Combien pour le Mediator ?

La première page du site du laboratoire pharmaceutique Servier, spécialisé dans la cardiologie, le diabète, la dépression et la ménopause, accueille le visiteur par une pensée anonyme : où est l'amour des humains, là est aussi l'amour du métier.

C'est un extrait du Serment d'Hippocrate, (...) j’interviendrai pour protéger les personnes si elles sont affaiblies, vulnérables ou menacées dans leur intégrité ou leur dignité, qui salue le visiteur de la première page du Manifeste des 30, médecins, philosophes, qui souhaitent par une pétition proche des 10.000 signataires, rappeler au laboratoire Servier et à la profession médicale leurs obligations légales et morales.

Pour le Manifeste des 30, le laboratoire Servier pousse nombre d’entre elles (les victimes du Mediator, ndr) au désespoir et à la conviction « qu’en fait, Servier attend leur mort ». Accusation à laquelle répond le laboratoire dans une lettre ouverte, les demandes d’informations médicales adressées aux patients sont indispensables à l’évaluation de leur préjudice. Nous réfutons catégoriquement les accusations qui nous sont faites de demandes qui seraient injustifiées et pléthoriques.

Il n'empêche que l'Office national d'indemnisation des accidents médicaux (ONIAM), depuis son annonce du 24 juin 2015, prendra en charge l'indemnisation d'une dizaine de victimes à la place du laboratoire Servier, car celui-ci a refusé de les indemniser en s'appuyant sur le fait que le collège des sept experts, présidé par un magistrat honoraire de la Cour de cassation, avait statué auparavant une absence de lien entre l'état de certains de ces patients et la prise du médicament. L'enjeu est important puisque, entre temps, la recherche médicale a pu prouver un lien de causalité entre le Mediator et certaines valvulopathies cardiaques - en fait médicamenteuses mais erronément diagnostiquées articulaires - offrant ainsi à des patients la possibilité d'être indemnisés, pourvu que le collège d'experts puisse réexaminer leur dossier. Ce que conteste le laboratoire Servier, subitement fort scrupuleux du respect de la procédure qui, pour, l'instant, en attendant l'adoption du projet de loi de modernisation de notre système de santé, ne permet pas de revenir sur ces décisions.

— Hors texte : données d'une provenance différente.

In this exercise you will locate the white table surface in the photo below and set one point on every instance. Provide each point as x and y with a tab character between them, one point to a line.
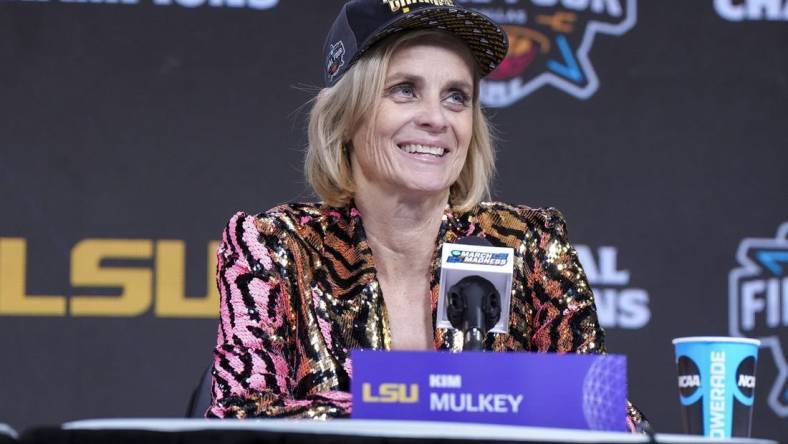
392	429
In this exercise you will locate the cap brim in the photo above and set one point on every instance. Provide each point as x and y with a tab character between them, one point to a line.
486	40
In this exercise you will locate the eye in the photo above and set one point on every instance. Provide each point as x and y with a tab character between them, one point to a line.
402	90
458	97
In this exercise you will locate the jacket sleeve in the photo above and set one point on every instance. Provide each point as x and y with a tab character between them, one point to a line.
253	369
565	317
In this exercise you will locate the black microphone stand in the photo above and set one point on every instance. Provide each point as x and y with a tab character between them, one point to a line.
474	307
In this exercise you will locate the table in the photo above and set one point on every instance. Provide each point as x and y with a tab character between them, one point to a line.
172	431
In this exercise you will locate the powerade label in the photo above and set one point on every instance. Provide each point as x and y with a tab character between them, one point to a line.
716	387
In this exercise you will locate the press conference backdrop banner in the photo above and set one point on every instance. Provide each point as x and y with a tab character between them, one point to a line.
130	130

Rappelons que le Mediator, avant de devenir un scandale sanitaire impliquant Servier, mis en examen pour tromperie aggravée avec mise en danger de l’homme, et l'Agence nationale de sécurité du médicament et des produits de santé (ANSM), ancienne Afssaps, mise en examen pour homicides et blessures involontaires, fut vendu à ses débuts comme traitement antidiabétique puis prescrit comme coupe-faim. Aujourd'hui, il est accusé d'avoir tué des milliers de personnes pour avoir été à l'origine de graves lésions des valves cardiaques. Ce sont donc des milliers de victimes qui attendent toujours un procès qui lui-même, pour avoir lieu, attend l'épuisement des recours déposés par les avocats du laboratoire après la clôture de l'instruction, finalisée en avril 2014...

Outre que ce médicament mortifère aura coûté à l'Assurance maladie depuis sa mise en vente, en 1976, jusqu'à l'arrêt de sa commercialisation, en 2009, des centaines de milliers d'euros de remboursement, ce sont surtout les victimes qui sont les premières touchées par ces contraintes de calendrier différant sans cesse l'établissement de l'addition globale.